Choking, he steeled himself and reached down deep. He filled his mind with determination and raised his head, focusing only on the
Hesper
. One arm covering his mouth, he rose once more to his feet and stood. Certain he would not topple over, Kitai resumed his pilgrimage.

The ship loomed large in his vision, but Kitai had grown dizzy, his breath coming in torn strips. He felt hot without sweating, and his chest was heaving. He was out of options, out of luck, and so close to his target that he felt cheated of his victory.

On his knees, he moved among the debris, eyes desperately scanning for salvation. He grew desperate, hands getting cut on the sharp edges of torn, twisted metal. He needed one thing to survive, and it was proving elusive. The dizziness was affecting his vision, and he was certain he would pass out in moments. Light and dark merged, blurring his ability to see, and he found it difficult to remain steady. Thoughts of simply surrendering to the inevitable fought with his instinct for survival, but willpower could fight his body’s physical needs for only so long.

As Kitai was about to topple over, his vision cleared enough to spot a damaged, shredded med-kit. Going more by touch than by sight, he rummaged through the remains of the kit until his fingers grazed a familiar object: an entire pack of the breathing gel. A final surge of adrenaline allowed him to open the packaging, although his fingers fumbled badly. Awkwardly, he grabbed the inhaler and placed it over his lips.

Almost instantly, his lungs stopped aching. He could draw a breath without pain or wheezing. It felt terrific.

As his body adjusted to being normal once more, he ingested a second dose. Too exhausted to do much more than breathe, Kitai fell onto his back, taking in deep lungfuls of air, enjoying every one of them. And then,
like a chill in winter, it dawned on him: He was sitting in the spot the Ursa pod once had occupied.

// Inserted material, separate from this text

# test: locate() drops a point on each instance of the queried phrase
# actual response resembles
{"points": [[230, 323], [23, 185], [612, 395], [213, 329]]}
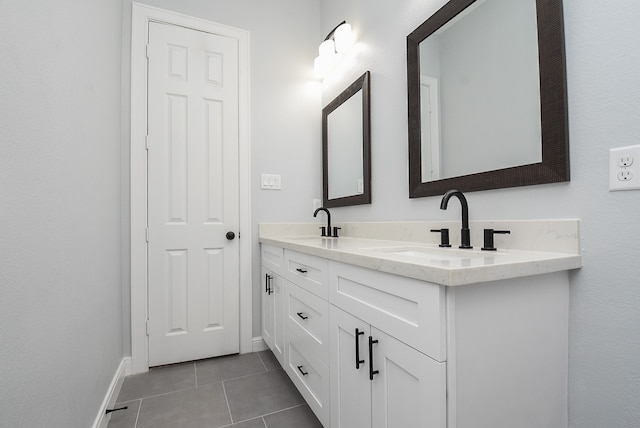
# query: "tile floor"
{"points": [[240, 391]]}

If the Ursa wasn’t here … 
where was it?

ii

Cypher Raige had had better days. Slumped in his chair, he dimly recognized that he was delirious. Images of his career played before his mind like an entertainment vid. Great battles, tremendous loss, and everywhere he looked, the Ursa were scuttling across
his
planet. No matter how many he killed, there were more. They were shredding Rangers, crawling through his family’s windows. One killed his daughter. There was blood everywhere.

He continued to feel helpless and alone, uncertain if Kitai was alive or dead. He desperately wanted to believe the boy was still on the mission, but the odds were stacked high against them both.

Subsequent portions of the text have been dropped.